# system modifications



## kolbasz (Jun 7, 2017)

I have a 88' long strip of grass, I call it the tree lawn.

Currently, there are 7 4" pop-ups spaced about 12'3" - 12'9" apart. The strip of grass is 10' wide.

my vision is to increase the head count from 7 to 10. Right now, there are 3 1800, 1 Hunter pro spray and 3 other random heads. I want to replace them all with 1804 (1800 4") RVAN heads, to align it all and increase the coverage.

That is the plan, but how I get there is a whole different story. As I remove heads, I assum I just need to couple the hose where a connection is removed (https://www.sprinklerwarehouse.com/Insert-Fitting-p/1429-007.htm). But what if there is a gap? Do I patch in hose? I was thinking to use hunter swing joints, but these only get me a maximum 12".

Would it make sense to use plain funny pipe to extend farther?

What is the typical system pipe size 3/4"? Would it make sense to replace the entire run of pipe? This would allow me to place swing joints wherever I want.

Currently I have black pipe. What are the connections called that have the 2 barbed ends and the screw in part for the swing joint. I could not locate them on sprinkler warehouse site.

am I correct in the thinking that with the barbed fittings, you do not need to clamp. just heat to soften (making life easier), then slide together and done?


----------



## SCGrassMan (Dec 17, 2017)

The only argument against replacing the pipe would be the digging.
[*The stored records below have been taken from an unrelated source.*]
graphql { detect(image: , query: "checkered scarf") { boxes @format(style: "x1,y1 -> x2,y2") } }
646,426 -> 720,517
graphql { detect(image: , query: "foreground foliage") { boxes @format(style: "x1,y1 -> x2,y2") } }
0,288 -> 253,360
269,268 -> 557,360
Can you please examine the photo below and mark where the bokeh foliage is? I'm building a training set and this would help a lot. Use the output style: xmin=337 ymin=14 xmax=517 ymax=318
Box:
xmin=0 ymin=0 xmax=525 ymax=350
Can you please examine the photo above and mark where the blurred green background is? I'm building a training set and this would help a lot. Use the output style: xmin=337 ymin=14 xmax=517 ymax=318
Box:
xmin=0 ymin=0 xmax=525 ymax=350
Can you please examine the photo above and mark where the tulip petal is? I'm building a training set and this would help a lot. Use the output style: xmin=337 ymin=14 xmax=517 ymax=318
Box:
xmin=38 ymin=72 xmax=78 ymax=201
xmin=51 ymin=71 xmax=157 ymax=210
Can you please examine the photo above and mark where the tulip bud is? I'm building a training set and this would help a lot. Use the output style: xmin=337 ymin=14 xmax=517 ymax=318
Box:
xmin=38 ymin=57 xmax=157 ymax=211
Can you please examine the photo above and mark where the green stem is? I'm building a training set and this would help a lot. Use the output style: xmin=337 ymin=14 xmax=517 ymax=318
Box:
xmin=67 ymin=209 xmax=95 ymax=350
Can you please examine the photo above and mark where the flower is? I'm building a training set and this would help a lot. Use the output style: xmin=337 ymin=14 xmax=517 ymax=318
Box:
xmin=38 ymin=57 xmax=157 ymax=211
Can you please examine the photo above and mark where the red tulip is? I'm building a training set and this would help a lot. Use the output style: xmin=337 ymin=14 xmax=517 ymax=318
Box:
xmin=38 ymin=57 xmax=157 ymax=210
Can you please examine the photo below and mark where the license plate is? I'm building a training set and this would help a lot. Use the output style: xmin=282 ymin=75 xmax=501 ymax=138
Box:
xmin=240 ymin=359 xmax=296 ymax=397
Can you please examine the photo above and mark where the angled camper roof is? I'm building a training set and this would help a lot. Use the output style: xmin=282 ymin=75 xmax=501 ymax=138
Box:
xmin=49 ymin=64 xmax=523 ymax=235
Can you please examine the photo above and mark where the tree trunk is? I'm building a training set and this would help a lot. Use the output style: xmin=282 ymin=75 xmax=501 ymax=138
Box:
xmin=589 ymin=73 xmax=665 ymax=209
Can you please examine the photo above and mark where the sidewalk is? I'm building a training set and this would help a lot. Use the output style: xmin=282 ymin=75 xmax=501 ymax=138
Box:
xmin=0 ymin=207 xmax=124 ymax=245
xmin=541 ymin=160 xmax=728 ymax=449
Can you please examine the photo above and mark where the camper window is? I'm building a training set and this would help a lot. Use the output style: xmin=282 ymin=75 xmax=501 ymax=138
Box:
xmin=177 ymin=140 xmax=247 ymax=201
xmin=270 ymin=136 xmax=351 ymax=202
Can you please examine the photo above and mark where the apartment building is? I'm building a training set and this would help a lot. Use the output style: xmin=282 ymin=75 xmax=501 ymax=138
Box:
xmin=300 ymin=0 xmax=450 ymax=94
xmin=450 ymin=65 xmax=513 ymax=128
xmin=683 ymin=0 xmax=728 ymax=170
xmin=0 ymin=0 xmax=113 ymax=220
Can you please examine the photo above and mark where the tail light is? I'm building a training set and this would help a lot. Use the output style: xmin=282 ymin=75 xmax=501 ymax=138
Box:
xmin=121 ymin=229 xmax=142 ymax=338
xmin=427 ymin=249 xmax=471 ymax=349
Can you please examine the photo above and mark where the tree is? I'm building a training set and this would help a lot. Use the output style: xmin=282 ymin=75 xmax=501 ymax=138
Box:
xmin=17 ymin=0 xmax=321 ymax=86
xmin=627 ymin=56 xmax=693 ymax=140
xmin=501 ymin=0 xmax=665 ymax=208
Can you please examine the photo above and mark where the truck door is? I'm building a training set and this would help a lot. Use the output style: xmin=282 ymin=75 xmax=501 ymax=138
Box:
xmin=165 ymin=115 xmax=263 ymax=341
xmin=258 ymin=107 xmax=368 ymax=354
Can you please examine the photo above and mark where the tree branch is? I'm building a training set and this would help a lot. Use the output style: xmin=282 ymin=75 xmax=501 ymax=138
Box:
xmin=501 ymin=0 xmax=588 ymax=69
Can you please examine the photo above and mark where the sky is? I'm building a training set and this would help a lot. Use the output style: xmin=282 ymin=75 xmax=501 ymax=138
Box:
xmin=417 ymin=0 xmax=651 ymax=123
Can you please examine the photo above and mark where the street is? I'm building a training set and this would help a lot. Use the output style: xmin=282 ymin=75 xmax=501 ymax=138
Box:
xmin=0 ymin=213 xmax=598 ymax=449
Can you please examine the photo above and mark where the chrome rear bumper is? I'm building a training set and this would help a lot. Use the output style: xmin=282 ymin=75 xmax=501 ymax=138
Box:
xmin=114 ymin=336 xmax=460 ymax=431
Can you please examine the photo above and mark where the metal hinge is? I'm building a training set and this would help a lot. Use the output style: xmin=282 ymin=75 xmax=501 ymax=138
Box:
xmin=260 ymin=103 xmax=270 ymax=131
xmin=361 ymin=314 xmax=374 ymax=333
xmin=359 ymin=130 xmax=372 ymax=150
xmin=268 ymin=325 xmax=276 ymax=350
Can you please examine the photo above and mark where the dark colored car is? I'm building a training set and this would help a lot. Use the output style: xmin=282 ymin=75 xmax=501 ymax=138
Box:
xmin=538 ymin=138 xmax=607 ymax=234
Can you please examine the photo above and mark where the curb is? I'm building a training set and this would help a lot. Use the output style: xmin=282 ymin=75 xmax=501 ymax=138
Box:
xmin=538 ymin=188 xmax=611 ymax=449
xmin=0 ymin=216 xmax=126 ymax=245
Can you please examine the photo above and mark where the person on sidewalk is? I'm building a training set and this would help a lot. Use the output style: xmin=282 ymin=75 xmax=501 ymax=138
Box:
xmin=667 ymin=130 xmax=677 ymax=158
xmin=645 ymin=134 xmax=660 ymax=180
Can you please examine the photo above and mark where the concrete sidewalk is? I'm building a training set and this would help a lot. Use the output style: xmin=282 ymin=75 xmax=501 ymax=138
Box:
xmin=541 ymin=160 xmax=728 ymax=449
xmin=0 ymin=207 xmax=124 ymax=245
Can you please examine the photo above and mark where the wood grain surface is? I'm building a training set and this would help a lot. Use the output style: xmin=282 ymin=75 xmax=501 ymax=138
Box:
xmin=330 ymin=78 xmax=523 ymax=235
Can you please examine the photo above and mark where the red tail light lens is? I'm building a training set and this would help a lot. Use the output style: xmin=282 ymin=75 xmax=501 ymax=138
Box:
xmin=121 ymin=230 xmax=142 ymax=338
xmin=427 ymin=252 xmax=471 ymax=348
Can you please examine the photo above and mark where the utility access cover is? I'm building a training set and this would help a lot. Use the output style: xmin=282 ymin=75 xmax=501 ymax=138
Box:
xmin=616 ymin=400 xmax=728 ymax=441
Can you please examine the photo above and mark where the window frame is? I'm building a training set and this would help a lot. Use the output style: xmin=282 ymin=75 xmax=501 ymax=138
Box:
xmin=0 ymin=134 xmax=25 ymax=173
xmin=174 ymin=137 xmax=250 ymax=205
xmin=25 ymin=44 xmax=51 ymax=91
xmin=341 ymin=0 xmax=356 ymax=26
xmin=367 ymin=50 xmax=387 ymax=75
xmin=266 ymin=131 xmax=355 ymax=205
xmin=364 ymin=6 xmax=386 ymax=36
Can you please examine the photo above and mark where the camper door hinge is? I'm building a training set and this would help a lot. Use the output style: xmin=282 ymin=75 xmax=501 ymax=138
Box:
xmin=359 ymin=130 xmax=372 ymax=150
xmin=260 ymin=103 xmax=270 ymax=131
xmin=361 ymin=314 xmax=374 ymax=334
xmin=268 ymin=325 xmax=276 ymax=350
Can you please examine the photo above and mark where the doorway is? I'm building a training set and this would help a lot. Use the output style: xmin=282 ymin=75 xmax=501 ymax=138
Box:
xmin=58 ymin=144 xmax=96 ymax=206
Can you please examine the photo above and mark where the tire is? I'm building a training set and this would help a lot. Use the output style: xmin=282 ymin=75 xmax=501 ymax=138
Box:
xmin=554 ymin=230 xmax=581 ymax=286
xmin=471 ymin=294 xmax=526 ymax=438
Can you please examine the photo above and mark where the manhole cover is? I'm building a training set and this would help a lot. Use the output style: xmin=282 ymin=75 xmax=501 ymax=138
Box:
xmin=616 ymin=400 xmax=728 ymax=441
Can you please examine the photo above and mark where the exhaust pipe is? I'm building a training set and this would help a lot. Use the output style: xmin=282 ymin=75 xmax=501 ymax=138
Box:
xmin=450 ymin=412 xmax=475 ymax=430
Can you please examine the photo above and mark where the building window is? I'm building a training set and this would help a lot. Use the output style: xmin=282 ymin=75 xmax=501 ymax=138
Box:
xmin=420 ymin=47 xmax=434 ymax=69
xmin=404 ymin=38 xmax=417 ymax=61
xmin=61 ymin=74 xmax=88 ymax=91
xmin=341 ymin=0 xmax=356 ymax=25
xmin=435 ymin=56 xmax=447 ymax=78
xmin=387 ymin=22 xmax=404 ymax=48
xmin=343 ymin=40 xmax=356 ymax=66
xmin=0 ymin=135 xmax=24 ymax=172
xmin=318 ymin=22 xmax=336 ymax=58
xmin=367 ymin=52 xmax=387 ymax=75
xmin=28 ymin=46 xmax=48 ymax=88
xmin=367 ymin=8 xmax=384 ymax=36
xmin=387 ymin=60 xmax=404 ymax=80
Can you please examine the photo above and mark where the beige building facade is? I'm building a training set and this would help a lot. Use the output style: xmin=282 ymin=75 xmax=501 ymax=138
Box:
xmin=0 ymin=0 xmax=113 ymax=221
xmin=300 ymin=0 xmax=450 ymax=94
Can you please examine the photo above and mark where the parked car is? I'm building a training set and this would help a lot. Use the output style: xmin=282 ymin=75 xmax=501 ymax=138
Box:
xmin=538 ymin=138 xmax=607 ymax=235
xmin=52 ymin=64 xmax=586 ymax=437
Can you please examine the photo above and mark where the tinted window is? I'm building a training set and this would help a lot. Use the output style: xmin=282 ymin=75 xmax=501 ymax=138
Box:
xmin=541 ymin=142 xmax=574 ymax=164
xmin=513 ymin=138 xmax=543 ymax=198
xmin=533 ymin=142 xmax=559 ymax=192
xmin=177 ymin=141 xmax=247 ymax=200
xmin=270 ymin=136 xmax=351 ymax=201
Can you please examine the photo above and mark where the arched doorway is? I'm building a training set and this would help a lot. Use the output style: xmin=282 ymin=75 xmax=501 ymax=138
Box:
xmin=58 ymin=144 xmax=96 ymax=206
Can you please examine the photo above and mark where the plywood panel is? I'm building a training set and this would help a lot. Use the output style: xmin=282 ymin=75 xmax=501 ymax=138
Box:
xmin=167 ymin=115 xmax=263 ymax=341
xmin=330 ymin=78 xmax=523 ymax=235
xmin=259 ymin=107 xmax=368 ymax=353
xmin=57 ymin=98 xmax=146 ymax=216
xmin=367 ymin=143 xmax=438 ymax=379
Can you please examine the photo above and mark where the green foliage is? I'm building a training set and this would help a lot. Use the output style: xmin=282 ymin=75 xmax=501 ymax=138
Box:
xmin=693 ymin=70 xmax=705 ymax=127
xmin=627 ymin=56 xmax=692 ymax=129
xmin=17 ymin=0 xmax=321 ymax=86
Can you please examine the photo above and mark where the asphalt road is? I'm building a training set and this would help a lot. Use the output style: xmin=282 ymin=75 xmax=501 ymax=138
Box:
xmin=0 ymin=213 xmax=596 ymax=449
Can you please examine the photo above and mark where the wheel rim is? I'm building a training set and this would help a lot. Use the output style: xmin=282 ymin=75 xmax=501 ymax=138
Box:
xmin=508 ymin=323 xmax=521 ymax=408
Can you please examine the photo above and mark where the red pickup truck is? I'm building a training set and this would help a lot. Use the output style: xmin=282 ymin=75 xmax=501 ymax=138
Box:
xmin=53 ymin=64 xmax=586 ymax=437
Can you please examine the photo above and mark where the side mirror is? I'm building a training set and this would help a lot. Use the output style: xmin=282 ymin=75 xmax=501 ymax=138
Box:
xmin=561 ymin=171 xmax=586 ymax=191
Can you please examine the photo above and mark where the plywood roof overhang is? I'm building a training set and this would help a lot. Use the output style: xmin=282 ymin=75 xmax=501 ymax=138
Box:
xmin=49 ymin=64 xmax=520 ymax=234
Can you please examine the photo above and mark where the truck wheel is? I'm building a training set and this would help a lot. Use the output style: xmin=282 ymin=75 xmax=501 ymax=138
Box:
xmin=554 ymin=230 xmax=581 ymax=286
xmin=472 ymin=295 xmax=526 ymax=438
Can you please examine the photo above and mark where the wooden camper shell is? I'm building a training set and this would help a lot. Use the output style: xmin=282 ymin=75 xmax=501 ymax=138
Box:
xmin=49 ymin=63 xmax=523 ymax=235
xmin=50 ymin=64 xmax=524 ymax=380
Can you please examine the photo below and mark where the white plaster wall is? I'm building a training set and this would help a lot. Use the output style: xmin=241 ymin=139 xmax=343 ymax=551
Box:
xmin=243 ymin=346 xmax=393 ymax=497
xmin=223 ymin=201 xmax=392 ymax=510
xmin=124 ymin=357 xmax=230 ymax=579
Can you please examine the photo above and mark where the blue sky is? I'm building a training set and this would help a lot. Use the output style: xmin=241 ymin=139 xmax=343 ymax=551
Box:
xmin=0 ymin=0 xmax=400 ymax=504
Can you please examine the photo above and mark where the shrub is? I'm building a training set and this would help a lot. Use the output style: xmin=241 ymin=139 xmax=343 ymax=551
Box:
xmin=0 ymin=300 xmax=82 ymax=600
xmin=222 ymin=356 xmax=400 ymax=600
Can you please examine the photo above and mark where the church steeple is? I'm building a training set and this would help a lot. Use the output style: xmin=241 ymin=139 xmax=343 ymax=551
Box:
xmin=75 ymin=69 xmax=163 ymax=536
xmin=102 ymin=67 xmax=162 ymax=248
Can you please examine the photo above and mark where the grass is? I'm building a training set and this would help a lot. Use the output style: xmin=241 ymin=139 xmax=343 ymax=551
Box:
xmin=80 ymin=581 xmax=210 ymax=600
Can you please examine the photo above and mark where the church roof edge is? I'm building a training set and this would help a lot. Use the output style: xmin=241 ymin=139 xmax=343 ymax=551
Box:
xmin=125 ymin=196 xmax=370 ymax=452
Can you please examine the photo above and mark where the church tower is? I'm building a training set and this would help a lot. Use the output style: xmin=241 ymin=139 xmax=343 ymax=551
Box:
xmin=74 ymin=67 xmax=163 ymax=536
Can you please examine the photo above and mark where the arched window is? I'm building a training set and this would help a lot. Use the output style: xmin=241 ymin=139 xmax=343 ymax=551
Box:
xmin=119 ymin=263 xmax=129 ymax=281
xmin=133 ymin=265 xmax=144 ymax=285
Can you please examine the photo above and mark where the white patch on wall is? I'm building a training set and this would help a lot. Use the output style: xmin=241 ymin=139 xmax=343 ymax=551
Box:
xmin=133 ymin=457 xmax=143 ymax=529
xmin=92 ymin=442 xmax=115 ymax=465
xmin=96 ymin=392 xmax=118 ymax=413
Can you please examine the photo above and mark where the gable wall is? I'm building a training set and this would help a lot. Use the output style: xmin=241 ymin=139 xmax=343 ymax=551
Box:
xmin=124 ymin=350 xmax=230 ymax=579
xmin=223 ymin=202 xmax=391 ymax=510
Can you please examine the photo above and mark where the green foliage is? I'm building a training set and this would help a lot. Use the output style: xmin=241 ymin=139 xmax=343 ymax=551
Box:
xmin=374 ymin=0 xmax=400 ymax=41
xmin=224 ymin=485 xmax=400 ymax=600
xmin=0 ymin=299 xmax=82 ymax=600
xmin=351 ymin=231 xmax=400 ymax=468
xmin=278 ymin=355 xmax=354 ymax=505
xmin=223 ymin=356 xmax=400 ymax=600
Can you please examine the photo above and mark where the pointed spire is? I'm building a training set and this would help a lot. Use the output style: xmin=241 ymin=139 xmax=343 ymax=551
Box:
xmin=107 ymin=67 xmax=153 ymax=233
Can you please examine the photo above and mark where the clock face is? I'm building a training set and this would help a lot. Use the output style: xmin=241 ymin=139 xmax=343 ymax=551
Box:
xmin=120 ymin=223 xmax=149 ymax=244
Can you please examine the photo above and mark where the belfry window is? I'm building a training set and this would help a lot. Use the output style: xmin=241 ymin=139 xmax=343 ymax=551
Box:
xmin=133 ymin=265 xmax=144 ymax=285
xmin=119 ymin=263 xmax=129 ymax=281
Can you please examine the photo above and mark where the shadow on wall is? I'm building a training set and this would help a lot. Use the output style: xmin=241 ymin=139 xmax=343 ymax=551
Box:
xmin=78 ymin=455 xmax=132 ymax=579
Personally I'm looking at something called Blu-Lock which is all snap together fittings. Then you put your tees in with 1/2" outputs and thread the swing joints right on there.


----------



## Kmartel (Feb 12, 2019)

Barb connections need clamps. Put 2 per barb and clamp them in opposing directions. How far you have to move the existing head will determine if you just move them with swing joints, funny pipe or run a entire new line. 88' is to bad if the digging is easy, you could also rent a trencher.


----------



## SCGrassMan (Dec 17, 2017)

If it's 10 feet wide, I would be doing heads 10 feet apart, 6" in from the edge, and alternating on the other side, like this:

* head <10 ft> * head < 10 feet > * head
<5 feet> * head <10 feet> * head

All set up as 180s, with a 9-10' radius.

I don't care what the salesman or irrigation guy tells you because I made this mistake, or rather my irrigation guy did, any place you don't have head to head coverage you're going to have dry spots.


----------



## kolbasz (Jun 7, 2017)

Kmartel said:


> Barb connections need clamps. Put 2 per barb and clamp them in opposing directions. How far you have to move the existing head will determine if you just move them with swing joints, funny pipe or run a entire new line. 88' is to bad if the digging is easy, you could also rent a trencher.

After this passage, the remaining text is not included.